Jump to: navigation, search

This page describes the design of the MPI Tool (MPI_T) Information Interfaces in MPI-3. MPI-T provides a set of interfaces for users to list, query, read and possibly write variables internal to an MPI implementation. Each such variable represents a particular property, setting or performance measurement from within the MPI implementation. MPI_T classifies the variables into two parts: control variables and performance variables. Control variables correspond to the current MPICH parameters, through which MPICH tunes its configuration. Performance variables correspond to the current MPICH internal instrumentation variables, through which MPICH understands its performance.

MPI_T Basics

Through MPI_T, a user can, for control variables (cvar),

  • Get the number of cvars by MPI_T_cvar_get_num();
  • Get attributes of each cvar, which include its name, verbosity, datatype, description, bind and scope;
  • Allocate a handle for a cvar;
  • Read / write a cvar through its handle.

For performance variables (pvar),

  • Get the number of cvars by MPI_T_pvar_get_num();
  • Get attributes of each pvar, which include its name, verbosity, datatype, description, bind, class;
  • Create a session so that accesses to pvars in different sessions won't conflict;
  • Allocate a handle for pvar in a specific session;
  • Start / stop / read / write / reset / readreset a pvar through its handle.

For cvars and pvars,

  • Know their categorization, i.e., how an MPI implementation categorizes its variables, which category contains which variables and sub-categories.

Design Requirements

We wish to have a framework through which components of MPICH can add their parameters and instrumentation uniformly. And it is easy to expose variables to MPI-T interfaces and it is efficient to access variables through MPI-T interfaces.
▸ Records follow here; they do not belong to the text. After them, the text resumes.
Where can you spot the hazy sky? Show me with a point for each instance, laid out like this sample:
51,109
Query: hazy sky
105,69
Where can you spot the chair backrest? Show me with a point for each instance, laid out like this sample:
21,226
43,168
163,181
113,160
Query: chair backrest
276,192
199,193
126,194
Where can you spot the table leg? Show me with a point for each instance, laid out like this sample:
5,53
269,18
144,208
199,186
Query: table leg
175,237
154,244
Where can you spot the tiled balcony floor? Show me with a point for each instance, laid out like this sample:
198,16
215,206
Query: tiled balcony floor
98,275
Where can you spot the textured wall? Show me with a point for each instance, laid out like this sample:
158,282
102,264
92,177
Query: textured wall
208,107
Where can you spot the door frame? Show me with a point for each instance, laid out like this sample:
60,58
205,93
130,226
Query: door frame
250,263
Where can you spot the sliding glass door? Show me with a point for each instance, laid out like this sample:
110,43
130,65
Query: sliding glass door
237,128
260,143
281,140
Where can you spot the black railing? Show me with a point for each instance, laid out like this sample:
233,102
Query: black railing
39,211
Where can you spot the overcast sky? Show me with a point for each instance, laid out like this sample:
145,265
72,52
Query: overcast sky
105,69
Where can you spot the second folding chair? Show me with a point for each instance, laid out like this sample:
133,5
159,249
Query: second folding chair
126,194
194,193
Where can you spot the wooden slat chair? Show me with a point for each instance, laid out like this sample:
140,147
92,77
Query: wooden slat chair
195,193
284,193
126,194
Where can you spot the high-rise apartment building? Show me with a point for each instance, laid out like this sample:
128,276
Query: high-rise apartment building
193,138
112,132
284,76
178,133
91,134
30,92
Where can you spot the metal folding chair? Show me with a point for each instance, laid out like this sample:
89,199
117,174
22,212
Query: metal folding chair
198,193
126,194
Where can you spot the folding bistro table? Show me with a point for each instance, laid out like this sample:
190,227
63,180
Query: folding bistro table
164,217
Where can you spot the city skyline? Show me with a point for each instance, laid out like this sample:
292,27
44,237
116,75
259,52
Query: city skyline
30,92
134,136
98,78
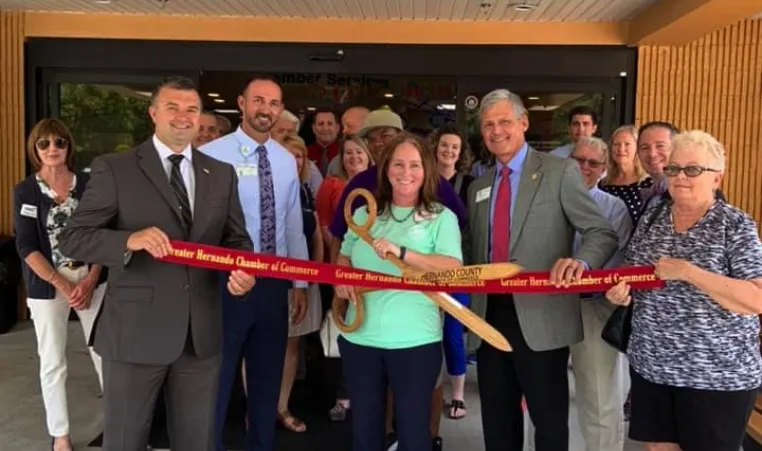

Old MPICH Parameter and MPI_T Control Variable Design

The document Parameters_in_MPICH describes requirements and a potential design of MPICH parameters. However, the current MPICH code doesn't follow this design. Currently, all MPICH parameters are declared in mpich/src/util/param/params.yml [1] in a markup language, which then is parsed and the results are dumped into two files: mpich_param_vals.h/c. The main data structure is a static array MPIR_Param_params[], which is initialized to hold info for each parameter, such as its name, data type and a pointer to the parameter. The current code connects a cvar handle to its corresponding element in MPIR_Param_params[], which makes MPI-T cvar implementation straightforward.

Problems of the Old MPI-T cvar design

  • cvars are statically defined, thus not supporting dynamically adding / removing cvars through dynamic loading libraries.
=> It seems this ability is not needed in MPICH.
=> One place that it may come up (and does in other implementations of MPI) is in the dynamic loading of communication or file I/O code; for example, if netmods could be loaded dynamically or if ADIO device implementations where loaded depending on the file system accesses. Having the option to support these would be good but not essential.
  • Do not support MPI object binding.
=> Currently, all cvars have attribute MPI_T_BIND_NO_OBJECT. Do we want to have such object-binding cvars?
=> Interestingly enough, we do have a set of control vars that does have a binding: the option for functions to replace the collective and topology routines. These are not available through the parameter interface, but could be considered developer-level control variables.
  • Not very efficient when accessing a cvar due to datatype dispatching.
For example, to read a cvar, the current code does
int MPIR_T_cvar_read_impl(MPI_T_cvar_handle handle, void *buf)
    int mpi_errno = MPI_SUCCESS;
    struct MPIR_Param_t *p = handle->p;

    switch (p->default_val.type) {
        case MPIR_PARAM_TYPE_INT:
                int *i_buf = buf;
                *i_buf = *(int *)p->val_p;
                double *d_buf = buf;
                *d_buf = *(double *)p->val_p;
=>Promote all cvars to either 64-bit long (MPI_INT64_T, MPI_DOUBLE), or 128-bit long (for a range), or anything else (e.g., string), so that we can do very fast dispatching.
  • Do not properly indicate the scope of the variable. This is related to deficiencies in the parameter handling implementation, which fail to provide this information
  • Provide no category or hierarchy information. Also a deficiency in the parameter handling implementation.
  • Descriptions of the control variables rely on correct text in the flat file describing the parameters. As there is no obvious link to the use of the control variable in the source file, these get out-of-sync easily. Other, more robust designs for the parameter definitions would keep the definitions closer together.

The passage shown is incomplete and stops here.